At seed, the moat conversation is about mechanism: investors want to see that you've designed the product and go-to-market to build defensibility over time, and you are not expected to have an impenetrable fortress but rather to show a credible path to one. At the Series A stage, the bar rises: investors want demonstrable switching costs measured by retention and expansion, early network effects visible in usage data or data flywheel metrics showing product improvement correlated with usage growth. The ability to articulate how you'll defend what you've built is often the deciding factor in whether you secure funding, so replace vague claims like "we have a data moat" with specific metrics and replace "we benefit from network effects" with measurable evidence that each new user adds value for existing users.
At CRV, the companies we've backed earliest share a common thread: founders who identified fundamental market transitions before others recognized them and built structural advantages through ecosystem depth rather than feature competition. That pattern holds across DoorDash, Mercury and Vercel. The moat is rarely obvious on day one, but the architecture for building one should be.
If you're an early stage founder looking for a partner at seed or Series A, reach out to us to see if we'd be a good fit.

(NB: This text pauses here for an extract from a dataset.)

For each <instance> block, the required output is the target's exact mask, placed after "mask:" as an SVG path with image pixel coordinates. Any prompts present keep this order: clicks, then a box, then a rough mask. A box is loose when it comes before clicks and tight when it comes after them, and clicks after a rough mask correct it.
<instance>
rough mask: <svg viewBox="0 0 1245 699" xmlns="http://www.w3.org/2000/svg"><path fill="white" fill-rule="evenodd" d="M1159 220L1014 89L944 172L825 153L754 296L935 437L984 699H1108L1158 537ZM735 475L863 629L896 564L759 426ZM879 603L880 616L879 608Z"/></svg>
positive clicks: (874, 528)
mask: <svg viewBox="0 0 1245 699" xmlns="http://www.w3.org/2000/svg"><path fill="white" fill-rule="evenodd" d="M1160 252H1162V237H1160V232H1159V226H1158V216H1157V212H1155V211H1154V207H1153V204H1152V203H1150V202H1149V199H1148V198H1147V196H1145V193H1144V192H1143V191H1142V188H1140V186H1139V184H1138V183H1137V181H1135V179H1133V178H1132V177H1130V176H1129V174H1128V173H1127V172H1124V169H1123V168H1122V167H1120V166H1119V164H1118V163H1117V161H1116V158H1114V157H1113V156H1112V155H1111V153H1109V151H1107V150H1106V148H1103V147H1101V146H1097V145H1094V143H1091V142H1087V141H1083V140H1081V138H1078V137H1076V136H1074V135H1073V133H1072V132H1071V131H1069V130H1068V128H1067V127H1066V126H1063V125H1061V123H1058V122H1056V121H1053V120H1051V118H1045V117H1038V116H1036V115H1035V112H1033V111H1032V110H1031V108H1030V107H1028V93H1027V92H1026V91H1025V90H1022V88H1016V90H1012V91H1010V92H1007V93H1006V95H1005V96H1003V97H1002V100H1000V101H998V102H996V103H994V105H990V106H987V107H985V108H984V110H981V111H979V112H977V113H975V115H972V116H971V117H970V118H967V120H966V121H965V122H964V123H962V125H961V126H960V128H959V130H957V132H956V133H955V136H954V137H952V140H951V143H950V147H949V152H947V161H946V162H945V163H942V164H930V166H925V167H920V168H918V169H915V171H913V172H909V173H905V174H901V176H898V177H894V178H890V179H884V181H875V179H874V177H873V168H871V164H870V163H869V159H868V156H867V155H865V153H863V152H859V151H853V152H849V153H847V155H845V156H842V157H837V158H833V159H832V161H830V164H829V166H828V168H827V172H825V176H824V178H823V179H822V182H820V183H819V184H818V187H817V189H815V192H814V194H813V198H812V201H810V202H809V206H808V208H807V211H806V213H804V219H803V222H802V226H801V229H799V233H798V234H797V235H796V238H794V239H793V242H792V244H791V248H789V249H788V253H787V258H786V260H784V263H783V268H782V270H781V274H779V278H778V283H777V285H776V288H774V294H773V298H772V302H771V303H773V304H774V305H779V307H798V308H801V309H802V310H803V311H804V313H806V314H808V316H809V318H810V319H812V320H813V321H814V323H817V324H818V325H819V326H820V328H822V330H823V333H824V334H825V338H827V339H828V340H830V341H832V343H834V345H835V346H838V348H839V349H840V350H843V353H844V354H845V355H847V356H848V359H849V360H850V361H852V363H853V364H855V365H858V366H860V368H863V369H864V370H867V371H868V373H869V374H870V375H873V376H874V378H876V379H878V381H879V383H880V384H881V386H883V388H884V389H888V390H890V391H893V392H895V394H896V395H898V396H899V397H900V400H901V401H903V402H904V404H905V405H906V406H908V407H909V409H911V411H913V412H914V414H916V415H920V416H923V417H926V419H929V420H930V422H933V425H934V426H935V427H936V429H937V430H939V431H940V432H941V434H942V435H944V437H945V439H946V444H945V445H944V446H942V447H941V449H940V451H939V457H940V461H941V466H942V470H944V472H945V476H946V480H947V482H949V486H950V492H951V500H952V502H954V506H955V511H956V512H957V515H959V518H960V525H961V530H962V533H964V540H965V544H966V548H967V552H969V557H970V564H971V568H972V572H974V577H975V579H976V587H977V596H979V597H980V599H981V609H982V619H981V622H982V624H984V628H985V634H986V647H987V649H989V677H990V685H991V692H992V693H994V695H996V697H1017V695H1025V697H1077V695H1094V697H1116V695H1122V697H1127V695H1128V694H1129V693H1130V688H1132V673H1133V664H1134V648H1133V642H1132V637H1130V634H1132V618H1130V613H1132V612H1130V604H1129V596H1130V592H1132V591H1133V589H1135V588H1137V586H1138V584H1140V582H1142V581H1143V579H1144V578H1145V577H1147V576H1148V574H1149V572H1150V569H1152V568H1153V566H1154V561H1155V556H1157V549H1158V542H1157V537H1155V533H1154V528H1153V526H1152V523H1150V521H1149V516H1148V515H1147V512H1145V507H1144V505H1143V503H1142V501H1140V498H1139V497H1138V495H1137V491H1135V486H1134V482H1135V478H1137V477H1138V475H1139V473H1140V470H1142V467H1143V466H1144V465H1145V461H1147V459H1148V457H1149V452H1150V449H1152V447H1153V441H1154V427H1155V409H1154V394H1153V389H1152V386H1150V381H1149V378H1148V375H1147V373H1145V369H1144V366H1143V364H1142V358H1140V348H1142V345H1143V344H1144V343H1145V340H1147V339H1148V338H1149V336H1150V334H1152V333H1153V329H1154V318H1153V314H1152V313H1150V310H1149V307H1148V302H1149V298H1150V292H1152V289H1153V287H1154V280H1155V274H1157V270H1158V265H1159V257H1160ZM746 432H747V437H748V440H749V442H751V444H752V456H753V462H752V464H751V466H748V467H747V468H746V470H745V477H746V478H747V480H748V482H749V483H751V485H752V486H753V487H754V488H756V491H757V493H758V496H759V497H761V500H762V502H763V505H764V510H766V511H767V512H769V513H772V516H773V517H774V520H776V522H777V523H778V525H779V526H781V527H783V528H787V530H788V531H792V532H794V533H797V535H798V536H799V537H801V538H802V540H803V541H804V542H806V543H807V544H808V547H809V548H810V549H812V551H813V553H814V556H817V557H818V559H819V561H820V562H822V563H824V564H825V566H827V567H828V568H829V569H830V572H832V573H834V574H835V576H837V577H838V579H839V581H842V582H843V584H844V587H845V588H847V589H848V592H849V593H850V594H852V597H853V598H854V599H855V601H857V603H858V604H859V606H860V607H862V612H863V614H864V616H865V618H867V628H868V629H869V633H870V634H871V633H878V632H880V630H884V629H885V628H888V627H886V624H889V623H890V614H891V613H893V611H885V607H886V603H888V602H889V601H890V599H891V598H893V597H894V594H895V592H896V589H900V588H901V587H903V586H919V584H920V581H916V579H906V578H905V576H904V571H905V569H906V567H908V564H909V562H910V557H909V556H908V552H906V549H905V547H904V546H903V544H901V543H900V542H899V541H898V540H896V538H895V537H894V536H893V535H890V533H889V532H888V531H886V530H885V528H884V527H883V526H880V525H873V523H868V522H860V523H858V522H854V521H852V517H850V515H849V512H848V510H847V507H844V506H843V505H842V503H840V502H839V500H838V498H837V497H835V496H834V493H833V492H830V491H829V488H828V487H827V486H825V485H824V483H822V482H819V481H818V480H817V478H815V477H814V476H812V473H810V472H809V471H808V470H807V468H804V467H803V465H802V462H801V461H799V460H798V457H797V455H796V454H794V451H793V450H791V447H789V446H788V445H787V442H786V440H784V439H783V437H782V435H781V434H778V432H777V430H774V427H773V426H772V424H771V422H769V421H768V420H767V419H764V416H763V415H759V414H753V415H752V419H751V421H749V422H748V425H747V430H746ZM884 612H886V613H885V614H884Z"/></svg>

A moat in business is a structural competitive advantage that protects a company's profits from being eroded by competitors. The term was popularized in shareholder letters that compared a strong business to a castle surrounded by a protective ditch. The wider the moat, the harder it is for competitors to attack your market position.

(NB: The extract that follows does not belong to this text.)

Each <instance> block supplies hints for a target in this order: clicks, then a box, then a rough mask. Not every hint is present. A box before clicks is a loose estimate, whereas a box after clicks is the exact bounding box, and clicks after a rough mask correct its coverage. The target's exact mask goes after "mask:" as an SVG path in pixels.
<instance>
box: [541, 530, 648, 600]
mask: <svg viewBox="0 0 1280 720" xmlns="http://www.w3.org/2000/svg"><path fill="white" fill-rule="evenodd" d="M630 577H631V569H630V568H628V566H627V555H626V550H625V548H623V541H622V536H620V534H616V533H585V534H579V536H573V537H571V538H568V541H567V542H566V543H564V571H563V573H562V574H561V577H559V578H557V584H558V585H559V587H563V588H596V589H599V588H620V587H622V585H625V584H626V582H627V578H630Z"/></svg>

A wide moat describes a competitive advantage expected to last 20 or more years, while a narrow moat is expected to last at least 10 years. These classifications evaluate how long a company can earn returns above its cost of capital. For early stage founders, the distinction is less about meeting these time horizons and more about understanding the spectrum of defensibility you're building toward.

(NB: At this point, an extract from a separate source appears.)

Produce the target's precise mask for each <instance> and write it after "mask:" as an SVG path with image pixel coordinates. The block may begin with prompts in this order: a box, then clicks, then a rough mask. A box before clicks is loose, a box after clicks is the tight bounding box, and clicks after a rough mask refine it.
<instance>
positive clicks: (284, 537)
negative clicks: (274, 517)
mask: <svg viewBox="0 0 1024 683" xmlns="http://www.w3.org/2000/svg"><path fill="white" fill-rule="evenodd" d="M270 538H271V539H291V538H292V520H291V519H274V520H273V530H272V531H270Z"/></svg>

Yes, though it looks different than a moat at scale. Pre-revenue startups can demonstrate a moat mechanism through product design choices that create switching costs, proprietary data collection built into core workflows or single-player utility that will generate network effects as adoption grows. Investors at the seed stage evaluate the architecture for future moats, not the proven durability of existing ones.
Investors often probe moats by talking with customers and asking how they would solve the problem if the startup did not exist. They look for specific metrics rather than vague claims: retention rates that suggest switching costs, usage data showing network effects and product improvement correlated with adoption growth. A common red flag is citing "first mover advantage" as a moat without additional structural defensibility to support it.